With LFortran run dynamically from a Jupyter Notebook, I guess it would be interesting to have equivalents of
sympifyandlambdifyto convert between textual representation, symbolic expressions, and Fortran code.
Great ideas!
For static compilation however, with existing tools, I don’t really see how I could get a symbolic block replaced with Fortran. I guess it is possible to write a fypp macro to read a Fortran expression into a symbolic representation, perform symbolic differentation or simplification, and then get replaced with Fortran code. But I am not sure what is the advantage compared to doing it separately in a Jupyter notebook (apart from having the code in a single file).
This has to be implemented, but you would call it exactly as you do it now (whether from a Jupyter notebook, or a standalone .py file), except that you will use Fortran instead of Python. So you either write a .f90 program (a “script”) that gets compiled (with any Fortran compiler) and executed; or you call it from a Jupyter notebook via LFortran. This “script” will then call SymEngine to do whatever manipulation you want and generate Fortran code.

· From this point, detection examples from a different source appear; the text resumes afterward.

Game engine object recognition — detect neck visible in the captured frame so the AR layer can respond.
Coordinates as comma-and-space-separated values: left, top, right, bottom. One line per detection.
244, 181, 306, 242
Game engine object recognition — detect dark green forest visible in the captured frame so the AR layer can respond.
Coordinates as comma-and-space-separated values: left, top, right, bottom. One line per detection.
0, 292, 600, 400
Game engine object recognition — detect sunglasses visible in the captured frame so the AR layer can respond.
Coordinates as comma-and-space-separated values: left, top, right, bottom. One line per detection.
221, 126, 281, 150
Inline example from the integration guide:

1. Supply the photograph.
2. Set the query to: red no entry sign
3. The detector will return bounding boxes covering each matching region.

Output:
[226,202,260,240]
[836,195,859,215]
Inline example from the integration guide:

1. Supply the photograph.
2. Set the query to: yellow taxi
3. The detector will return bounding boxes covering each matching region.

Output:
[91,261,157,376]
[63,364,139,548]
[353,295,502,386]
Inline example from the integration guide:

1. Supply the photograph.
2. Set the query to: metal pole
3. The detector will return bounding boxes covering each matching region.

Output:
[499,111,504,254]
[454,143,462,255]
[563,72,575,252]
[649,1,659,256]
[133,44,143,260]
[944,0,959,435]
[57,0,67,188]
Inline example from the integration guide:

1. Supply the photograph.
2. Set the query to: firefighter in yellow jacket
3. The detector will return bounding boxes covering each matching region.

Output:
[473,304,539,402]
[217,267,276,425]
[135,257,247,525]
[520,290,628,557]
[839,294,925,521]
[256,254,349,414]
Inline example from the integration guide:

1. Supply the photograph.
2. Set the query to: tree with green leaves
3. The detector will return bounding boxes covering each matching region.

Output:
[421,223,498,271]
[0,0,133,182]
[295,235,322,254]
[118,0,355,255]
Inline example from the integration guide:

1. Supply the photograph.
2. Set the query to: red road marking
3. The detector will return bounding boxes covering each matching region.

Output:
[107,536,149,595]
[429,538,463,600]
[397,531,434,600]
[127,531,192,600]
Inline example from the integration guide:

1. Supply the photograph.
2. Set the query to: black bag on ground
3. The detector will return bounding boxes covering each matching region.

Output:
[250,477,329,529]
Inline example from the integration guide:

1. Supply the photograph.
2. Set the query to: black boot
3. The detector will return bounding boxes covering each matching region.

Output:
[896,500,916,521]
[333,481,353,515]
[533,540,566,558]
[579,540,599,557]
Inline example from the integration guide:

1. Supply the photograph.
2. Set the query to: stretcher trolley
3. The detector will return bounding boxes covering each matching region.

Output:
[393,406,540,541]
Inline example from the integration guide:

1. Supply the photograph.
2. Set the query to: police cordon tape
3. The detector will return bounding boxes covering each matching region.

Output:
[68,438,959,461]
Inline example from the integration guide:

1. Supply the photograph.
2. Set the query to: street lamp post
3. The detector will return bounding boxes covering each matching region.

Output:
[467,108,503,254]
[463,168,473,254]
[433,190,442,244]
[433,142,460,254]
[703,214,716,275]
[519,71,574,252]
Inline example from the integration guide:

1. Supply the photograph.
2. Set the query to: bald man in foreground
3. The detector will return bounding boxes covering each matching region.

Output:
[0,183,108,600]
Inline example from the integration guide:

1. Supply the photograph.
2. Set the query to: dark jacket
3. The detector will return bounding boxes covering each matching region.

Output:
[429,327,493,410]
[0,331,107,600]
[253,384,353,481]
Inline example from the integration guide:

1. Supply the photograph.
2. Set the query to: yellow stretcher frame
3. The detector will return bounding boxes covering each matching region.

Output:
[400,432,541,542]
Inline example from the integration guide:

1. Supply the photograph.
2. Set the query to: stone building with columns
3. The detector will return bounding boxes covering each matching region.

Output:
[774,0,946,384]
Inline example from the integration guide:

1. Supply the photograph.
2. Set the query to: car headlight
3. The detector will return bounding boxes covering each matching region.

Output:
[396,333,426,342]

The overall idea is that in Matlab you don’t need to switch to another language (Python or Mathematica) to do symbolics, you simply use Matlab for everything: numerics, plotting, symbolics and code generation. In the same way, we could use Fortran down the road for all these tasks also. Until we do it, I can’t of course guarantee that it will be easy to use and natural, but if Matlab can do it, then I think Fortran (as a language) can do it too, as easily. (If Matlab couldn’t do it, then that would be different.)